Hampton Court Palace is perhaps the finest English example of a Baroque formal garden. It is a former royal palace on the river Thames in the west of London. Hampton Court began as a Tudor era palace, but was extensively rebuilt by Sir Christopher Wren. There is little doubt that it was in direct competition with Versailles, but London and Wise, the park's designers, though brilliant, were hard-pressed to compete with le Notre's exceptional clarity of vision.
Hampton Court is today primarily a tourist attraction and host to events. It is and was part of the whole experience of the Thames, which unfolds in a majestic and cinematic way from Hampton Court all the way to Greenwich.
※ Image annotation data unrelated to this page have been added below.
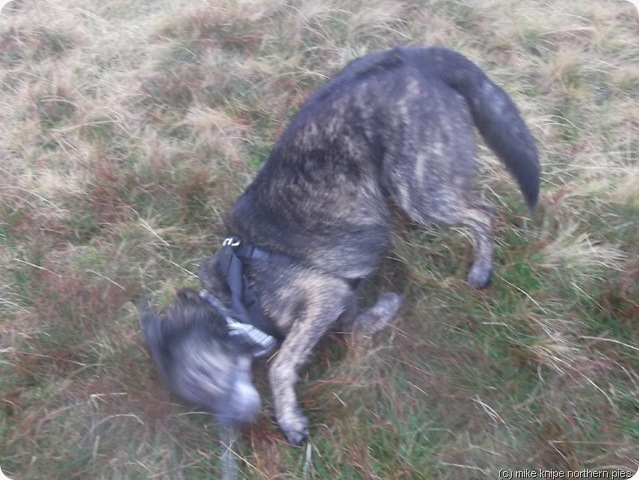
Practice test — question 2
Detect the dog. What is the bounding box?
[140,47,540,445]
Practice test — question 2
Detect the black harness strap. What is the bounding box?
[217,237,362,347]
[218,237,283,341]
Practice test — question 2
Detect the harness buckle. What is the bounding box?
[222,237,240,248]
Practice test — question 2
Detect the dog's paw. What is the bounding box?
[278,413,309,447]
[353,293,404,335]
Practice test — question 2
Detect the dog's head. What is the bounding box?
[139,289,260,427]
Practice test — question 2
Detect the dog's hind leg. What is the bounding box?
[397,189,494,288]
[345,293,404,336]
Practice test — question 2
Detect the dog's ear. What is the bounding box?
[138,298,168,378]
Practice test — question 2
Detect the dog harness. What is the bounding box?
[200,237,282,358]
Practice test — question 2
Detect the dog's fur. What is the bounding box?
[143,48,540,445]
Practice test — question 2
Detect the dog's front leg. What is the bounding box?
[269,294,347,446]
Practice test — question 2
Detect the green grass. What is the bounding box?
[0,0,639,480]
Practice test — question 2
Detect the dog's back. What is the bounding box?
[230,48,539,286]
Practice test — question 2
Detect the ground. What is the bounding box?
[0,0,639,480]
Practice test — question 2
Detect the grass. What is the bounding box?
[0,0,639,480]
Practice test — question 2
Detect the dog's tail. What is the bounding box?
[409,47,540,210]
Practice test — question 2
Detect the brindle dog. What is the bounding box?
[142,43,540,452]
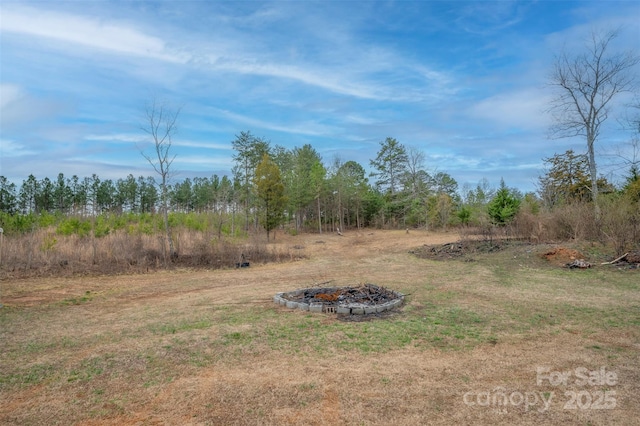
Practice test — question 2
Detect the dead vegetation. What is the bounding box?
[0,231,640,425]
[0,229,301,279]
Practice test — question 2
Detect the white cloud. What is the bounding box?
[469,88,551,131]
[0,7,189,63]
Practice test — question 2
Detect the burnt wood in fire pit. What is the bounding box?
[274,284,404,314]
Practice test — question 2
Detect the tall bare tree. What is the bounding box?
[142,99,180,257]
[550,30,640,212]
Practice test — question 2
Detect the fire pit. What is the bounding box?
[273,284,404,315]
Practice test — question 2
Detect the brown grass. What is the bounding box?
[0,231,640,425]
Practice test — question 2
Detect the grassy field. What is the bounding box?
[0,231,640,425]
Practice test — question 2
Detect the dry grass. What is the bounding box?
[0,231,640,425]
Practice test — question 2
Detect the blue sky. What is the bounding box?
[0,0,640,191]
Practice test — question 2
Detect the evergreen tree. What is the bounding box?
[487,179,520,225]
[253,154,287,241]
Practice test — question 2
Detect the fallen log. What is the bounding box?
[601,253,629,265]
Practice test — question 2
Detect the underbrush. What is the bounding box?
[0,227,299,278]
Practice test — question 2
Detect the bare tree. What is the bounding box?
[550,30,640,212]
[142,99,180,257]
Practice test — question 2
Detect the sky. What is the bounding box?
[0,0,640,192]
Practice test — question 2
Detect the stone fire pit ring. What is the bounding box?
[273,284,405,315]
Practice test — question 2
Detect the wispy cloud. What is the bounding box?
[0,5,189,63]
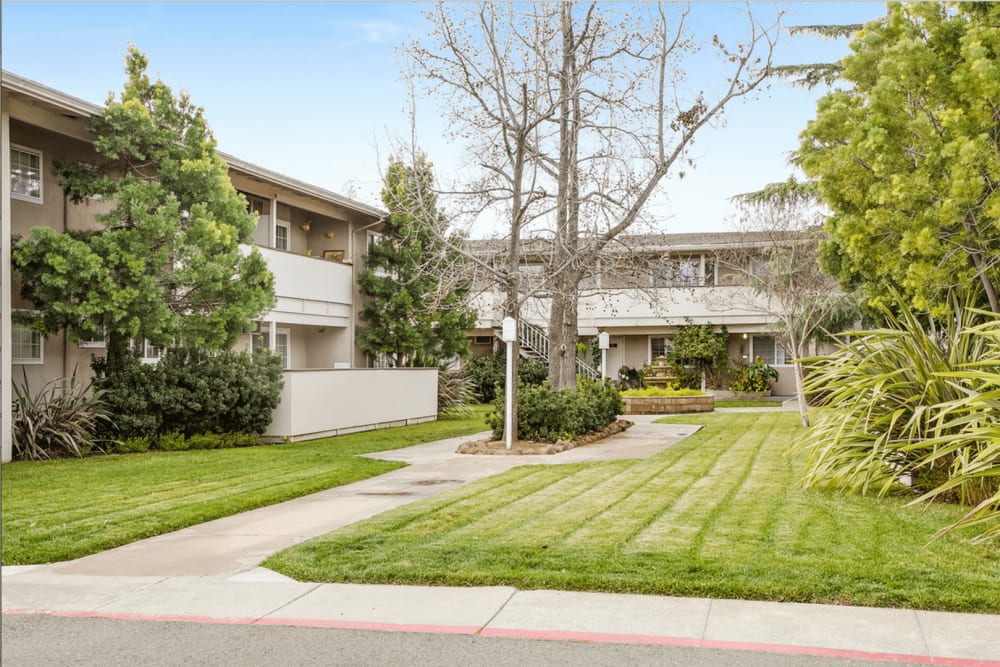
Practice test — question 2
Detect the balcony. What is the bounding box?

Landscape architects are important to maintaining this vision.

The original layout of the gardens at Blenheim Palace in Oxfordshire were made by Henry Wise in collaboration with Sir John Vanbrugh. The gardens were later modified by Capability Brown.
The plan is typical of Capability Brown's work, in that it incorporates rolling lawns, an enlarged water feature, and picturesque groupings of trees. The long avenue is retained from the earlier design.
The gardens at Blenheim Palace are characteristic of the English landscape style that is still the dominant mode of park design almost everywhere in the western world.

Joseph Paxton's Birkenhead Park, near Liverpool, was the first public park in Britain. It marked the beginning of the view that access to parks is fundamental to human health and happiness.
The American landscape architect, Frederick Law Olmsted, was greatly moved by the park, and it was an important influence on his design for Central Park in New York City.
The luxury of green open space that once had been reserved only for the privileged came to be seen as a right largely because of this park. Its wandering pathways spoke of leisure and relaxation rather than power and dominion. Today, perhaps, it looks pleasant but unremarkable, but in its time it was revolutionary.

Central Park is a remarkable story of vision and determination. It is a completely designed public park that, like a giant lung, helps the bustling city of New York to breathe.
Frederick Law Olmsted, its landscape architect, along with the architect Calvert Vaux, designed and built the park as a public amenity. Olmsted, in particular, fought for the park's existence and future throughout his career.
Today it is visited by millions – both New Yorkers and tourists alike, and it is the venue for concerts, sporting events, art exhibitions, and for people to meet, enjoy, and relax.